Die Zellzahlen schossen auf bis zu 400.000/ml Milch in die Höhe. „Es war eine Katastrophe. Zu den schlimmsten Zeiten mussten wir die Milch von einem Drittel der Kühe entsorgen“, berichtet Bernhard Schützenhöfer.Es war eine langwierige Geschichte mit vielen Abgängen. Doch die Milchviehhalter bekamen das Problem unter Kontrolle. Und an solchen Aufgaben wächst man bekanntlich.

Bei einer schweren Euterentzündung können die Kosten auf bis zu 500 € pro Kuh steigen. Durch absolute Hygiene und eine frühzeitige Mastitis-Erkennung sparen wir jetzt viel Geld. Schützenhöfer

Inzwischen kalkulieren sie für vorbeugende Maßnahmen, die sie für eine gute Eutergesundheit ergreifen, Kosten von 50 € pro Kuh und Jahr. Diese setzen sich zusammen aus Vordippmittel und Becher (1 bis 2 €), aus Reinigungstüchern (5 €) und Dippmittel (15 €), Zwischendesinfektion (etwa 1,50 €), Trockensteller sowie Versiegler (27 €). Das ist nichts im Vergleich zu den Kosten einer Mastitis: „Bei einer schweren Euterentzündung können die Kosten auf bis zu 500 € pro Kuh steigen. Durch absolute Hygiene und eine frühzeitige Mastitis-Erkennung sparen wir jetzt viel Geld“, betonen die Landwirte.

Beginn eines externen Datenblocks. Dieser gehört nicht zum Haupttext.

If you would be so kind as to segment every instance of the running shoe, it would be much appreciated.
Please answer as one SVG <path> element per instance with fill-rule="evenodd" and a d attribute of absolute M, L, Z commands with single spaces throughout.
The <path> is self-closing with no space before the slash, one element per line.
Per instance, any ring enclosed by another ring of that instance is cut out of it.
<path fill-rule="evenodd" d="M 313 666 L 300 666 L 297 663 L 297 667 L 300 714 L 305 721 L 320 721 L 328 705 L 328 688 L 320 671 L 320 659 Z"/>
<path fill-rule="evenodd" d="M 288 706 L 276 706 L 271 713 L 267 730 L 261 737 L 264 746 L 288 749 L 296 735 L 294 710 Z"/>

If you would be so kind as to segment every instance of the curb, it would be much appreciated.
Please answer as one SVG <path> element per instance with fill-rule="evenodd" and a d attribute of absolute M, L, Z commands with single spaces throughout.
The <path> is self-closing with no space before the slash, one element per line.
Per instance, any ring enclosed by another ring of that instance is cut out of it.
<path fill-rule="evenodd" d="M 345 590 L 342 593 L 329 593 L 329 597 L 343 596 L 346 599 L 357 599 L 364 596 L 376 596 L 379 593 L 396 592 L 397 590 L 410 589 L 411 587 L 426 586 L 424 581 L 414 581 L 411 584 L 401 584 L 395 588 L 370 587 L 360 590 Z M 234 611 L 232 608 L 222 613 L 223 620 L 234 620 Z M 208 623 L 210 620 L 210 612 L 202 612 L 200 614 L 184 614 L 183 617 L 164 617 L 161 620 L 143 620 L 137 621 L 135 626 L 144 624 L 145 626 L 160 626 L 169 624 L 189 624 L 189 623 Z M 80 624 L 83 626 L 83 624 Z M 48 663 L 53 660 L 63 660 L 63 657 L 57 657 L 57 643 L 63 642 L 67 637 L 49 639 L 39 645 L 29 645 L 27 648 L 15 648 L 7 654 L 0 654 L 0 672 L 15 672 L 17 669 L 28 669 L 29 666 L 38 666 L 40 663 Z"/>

Doch wie hat die Familie das geschafft? Zunächst haben sie eine Strategie erarbeitet und diese konsequent umgesetzt. Die folgenden Maßnahmen gehören seitdem zur täglichen Routine.

Handschuhe sind Pflicht!

Grundsätzlich herrscht absolute Handschuhpflicht im 7er-Side-by-Side-Melk-stand. Vor dem Melken dippen Schützenhöfers vor. Dazu verwenden sie einen Vorschaumbecher und gewöhnliche Handwaschseife. „Mit der Seife funktioniert es genauso gut wie mit teuren Mitteln“, erklärt Nikola Schützenhöfer.Die Zitzen reinigen sie danach mit trockenen Mehrwegeutertüchern. Dazu verwenden sie immer ein Tuch pro Kuh. „Wir legen viel Wert darauf, dass die Zitzenspitzen sauber sind“, hebt der Betriebsleiter hervor. Die Tücher waschen sie täglich bei 80 °C und 1.400 Schleudertouren in der Waschmaschine, um Keimen keine Chance zu lassen.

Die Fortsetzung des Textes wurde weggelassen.